Bocas del Toro
Bocas del Toro es un archipiélago en la esquina caribeña de Panamá donde las calles son de agua: nueve islas y cientos de cayos, unidos por taxis acuáticos que salen cuando se llenan, con Bocas Town en la Isla Colón — una cuadrícula de casas de madera caribeño-victorianas sobre pilotes, construida cuando la United Fruit Company manejaba desde aquí su imperio bananero en 1899 — como centro. Bastimentos guarda el pueblo afrocaribeño de Old Bank y las ranas rojas de su playa; los dos cayos Zapatilla guardan el parque marino; Boca del Drago guarda una orilla donde las estrellas de mar yacen en los bajos como monedas caídas; y las costas del norte guardan las olas.

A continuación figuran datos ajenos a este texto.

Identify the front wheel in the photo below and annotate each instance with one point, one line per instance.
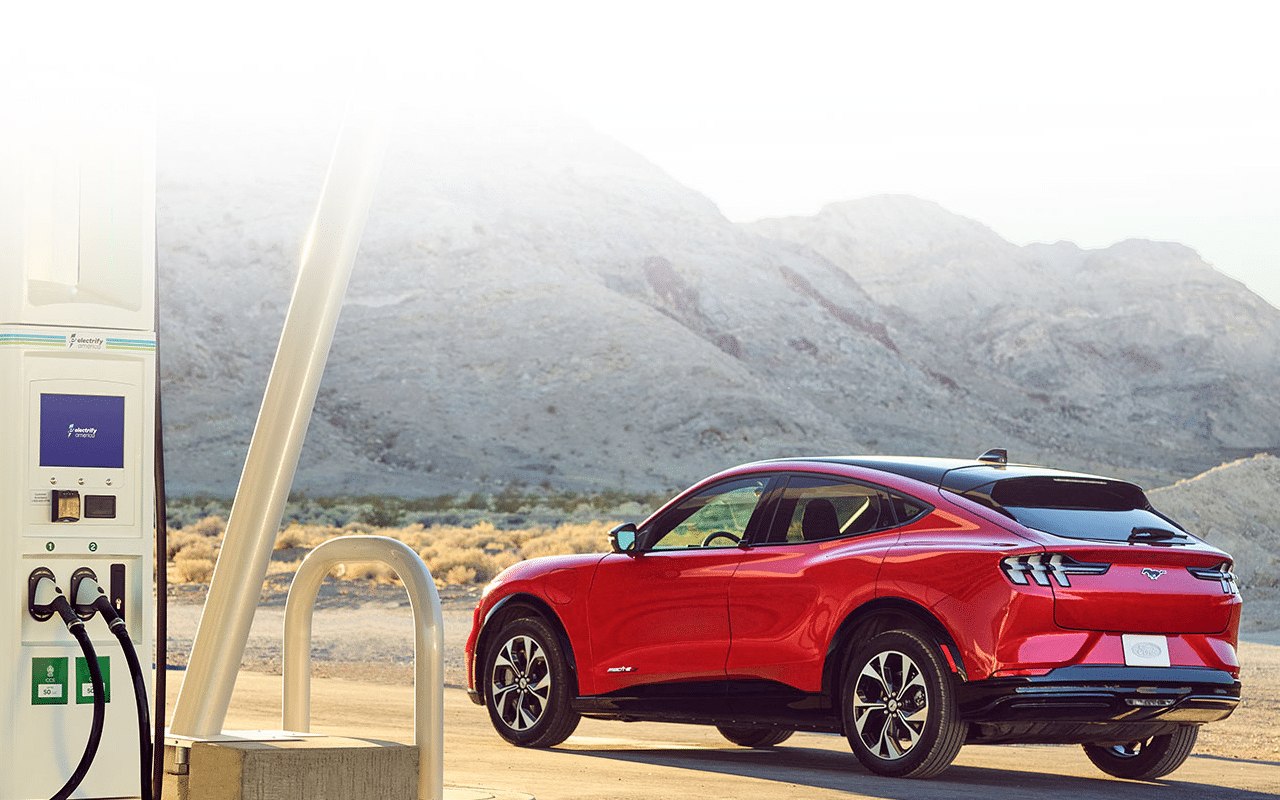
(899, 707)
(1146, 760)
(529, 686)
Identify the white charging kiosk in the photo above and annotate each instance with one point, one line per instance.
(77, 417)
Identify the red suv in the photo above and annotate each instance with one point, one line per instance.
(912, 604)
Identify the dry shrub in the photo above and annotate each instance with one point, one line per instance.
(306, 535)
(193, 570)
(209, 526)
(568, 538)
(196, 548)
(460, 576)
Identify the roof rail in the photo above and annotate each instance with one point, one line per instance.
(995, 456)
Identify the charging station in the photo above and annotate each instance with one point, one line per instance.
(77, 420)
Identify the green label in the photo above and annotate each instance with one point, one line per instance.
(49, 681)
(85, 685)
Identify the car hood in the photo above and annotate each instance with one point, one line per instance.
(538, 567)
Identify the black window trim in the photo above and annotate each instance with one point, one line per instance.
(772, 481)
(773, 496)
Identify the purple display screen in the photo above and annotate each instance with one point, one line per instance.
(81, 430)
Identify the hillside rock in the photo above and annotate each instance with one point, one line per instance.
(1234, 507)
(535, 304)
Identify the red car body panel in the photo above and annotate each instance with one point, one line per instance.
(653, 636)
(787, 600)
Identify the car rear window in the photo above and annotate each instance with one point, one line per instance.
(1080, 508)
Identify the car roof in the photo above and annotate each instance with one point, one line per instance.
(954, 474)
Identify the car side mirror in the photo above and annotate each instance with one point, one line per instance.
(622, 539)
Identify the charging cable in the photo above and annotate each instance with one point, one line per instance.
(45, 599)
(88, 598)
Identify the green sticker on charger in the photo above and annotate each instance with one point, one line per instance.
(85, 684)
(49, 681)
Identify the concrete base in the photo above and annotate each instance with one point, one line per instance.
(283, 767)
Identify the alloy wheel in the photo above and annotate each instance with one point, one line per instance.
(891, 704)
(520, 682)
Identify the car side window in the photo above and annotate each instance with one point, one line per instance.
(716, 517)
(817, 508)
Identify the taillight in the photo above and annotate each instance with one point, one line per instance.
(1221, 574)
(1041, 567)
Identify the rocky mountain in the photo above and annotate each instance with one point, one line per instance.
(534, 302)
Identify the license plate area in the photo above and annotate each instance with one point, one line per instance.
(1144, 650)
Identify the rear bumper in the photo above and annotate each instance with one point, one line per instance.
(1104, 694)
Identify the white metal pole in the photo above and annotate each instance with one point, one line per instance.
(282, 424)
(428, 645)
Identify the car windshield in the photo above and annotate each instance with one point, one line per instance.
(1080, 508)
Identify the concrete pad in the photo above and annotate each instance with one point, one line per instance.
(295, 768)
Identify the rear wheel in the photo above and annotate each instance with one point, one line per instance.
(1144, 760)
(753, 735)
(528, 685)
(899, 707)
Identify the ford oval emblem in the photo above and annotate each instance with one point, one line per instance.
(1144, 649)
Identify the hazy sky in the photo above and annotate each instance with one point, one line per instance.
(1088, 122)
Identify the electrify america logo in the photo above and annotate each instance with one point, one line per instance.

El viajero le da cada día a una isla: Isla Colón por Bluff y la Playa Estrella; Bastimentos por la caminata sobre la loma hasta Red Frog y el calipso de Old Bank; Zapatilla por el esnórquel del parque marino, con parada en la Bahía de los Delfines en el camino; Carenero por una cerveza sobre el agua al atardecer; y Bocas Town cada noche por los bares de madera sobre pilotes. Los surfistas vienen de diciembre a marzo por Paunch, Bluff y Silverbacks; el resto del año el archipiélago es de los nadadores, los perezosos y los lentos.
La honestidad de la Guía: aquí llueve todos los meses, en serio — las dos ventanas más secas son reales pero modestas, y una tarde mojada es el precio del verde —; los taxis acuáticos son el transporte y la diversión, y la tarifa es fija, así que pregunte antes de subir; el mar entre islas tiene corriente y tráfico de lanchas, así que nade desde las playas, no desde los muelles; los jejenes son dueños del atardecer en algunas playas; y Bocas creció rápido y un poco áspero en los bordes, y sus comunidades ngäbe y afrocaribeñas merecen el respeto y el dinero del visitante más que los resorts.